Spanish composer Manuel De Falla's The Three-Cornered Hat (El Sombrero de Tres Picos), Suite No. 2, completes the emotional journey. Originally composed as a two-act ballet for The Ballet Russe in 1919, de Falla infuses traditional Andalusian folk music into his score, where strings imitate guitars and the cheerful rhythms of dance shine through for an energetic, witty and bright work completing the Sinfonietta's spectacular holiday concert.

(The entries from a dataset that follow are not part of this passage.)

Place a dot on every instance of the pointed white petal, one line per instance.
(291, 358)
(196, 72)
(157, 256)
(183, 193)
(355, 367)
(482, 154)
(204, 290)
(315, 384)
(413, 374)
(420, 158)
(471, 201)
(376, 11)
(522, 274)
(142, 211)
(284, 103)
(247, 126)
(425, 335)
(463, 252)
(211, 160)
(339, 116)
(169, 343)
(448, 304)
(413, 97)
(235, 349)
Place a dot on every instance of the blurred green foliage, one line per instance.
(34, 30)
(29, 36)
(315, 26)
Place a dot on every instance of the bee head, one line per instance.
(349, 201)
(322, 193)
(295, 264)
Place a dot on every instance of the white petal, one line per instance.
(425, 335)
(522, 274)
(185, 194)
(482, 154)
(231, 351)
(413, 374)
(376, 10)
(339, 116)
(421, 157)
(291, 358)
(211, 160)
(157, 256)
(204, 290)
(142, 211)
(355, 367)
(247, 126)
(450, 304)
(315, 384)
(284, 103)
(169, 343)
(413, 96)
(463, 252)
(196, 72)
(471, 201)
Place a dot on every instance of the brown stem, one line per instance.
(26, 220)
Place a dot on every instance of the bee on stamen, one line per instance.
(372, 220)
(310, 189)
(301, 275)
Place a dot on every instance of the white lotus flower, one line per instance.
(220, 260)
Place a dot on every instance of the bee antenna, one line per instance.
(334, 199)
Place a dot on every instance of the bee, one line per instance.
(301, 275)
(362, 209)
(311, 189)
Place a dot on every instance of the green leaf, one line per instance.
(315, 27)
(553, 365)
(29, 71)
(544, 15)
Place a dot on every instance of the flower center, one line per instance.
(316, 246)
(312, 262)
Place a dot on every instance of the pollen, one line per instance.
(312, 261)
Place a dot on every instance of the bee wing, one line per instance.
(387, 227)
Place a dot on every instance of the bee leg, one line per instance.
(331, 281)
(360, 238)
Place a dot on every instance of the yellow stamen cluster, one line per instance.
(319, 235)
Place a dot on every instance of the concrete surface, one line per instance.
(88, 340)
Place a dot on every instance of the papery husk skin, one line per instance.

Single tickets range from $15-$54 for concerts at Symphony Center and $42-$54 for concerts at Wentz Concert Hall, with special $10 pricing available for students at both concerts. Tickets can be purchased by calling the Chicago Sinfonietta at 312-236-3681 ext. 2 or online at www.chicagosinfonietta.org.
About the Artists
University Singers, DePaul's most select choral ensemble, is a 45-voice ensemble, dedicated to the rehearsal and performance of challenging choral literature of all historical periods in a variety of languages. Conducted by Steven Grives, the group meets three times a week and performs frequently both on and off campus. University Singers have been invited to perform at choral conventions, including the American Choral Directors Association Central Division Convention in 2010. Recent notable performances have included the Dvorak Te Deum, Bach Cantata #187, and Werner Jaegerhuber's Messe folklorique haitienne. University Singers has recorded two of their own CDs and also appear in Cedille Records' disc of the music of George Flynn and Earthsongs Publishing's "One World, Many Voices" series.
A winner of the Metropolitan Opera National Finals, Lynn Harvey, and Bel Canto Competitions, and The American Opera Society and Union League Civic & Arts Foundation Awards, soprano Elizabeth Norman appears annually with the Grant Park Orchestra as well as with members of the Chicago Symphony Orchestra. Her active career ranges from solo recitals and chamber music performances to television and radio recordings. Norman has performed concerts and oratorios around the world on prestigious stages including the Metropolitan Opera House in New York City, the White House and Kennedy Center in Washington D.C., Chicago's Symphony Center and the Musikverein in Vienna, Austria. She has also performed in Italy, Israel and the African Countries of Madagascar, Mauritius, Kenya, Tanzania and Rwanda for the United States In-formation Agency. Norman has served as Music Consultant for the Chicago Public Schools and is currently a professor of voice at Roosevelt University's Chicago College of Performing Arts.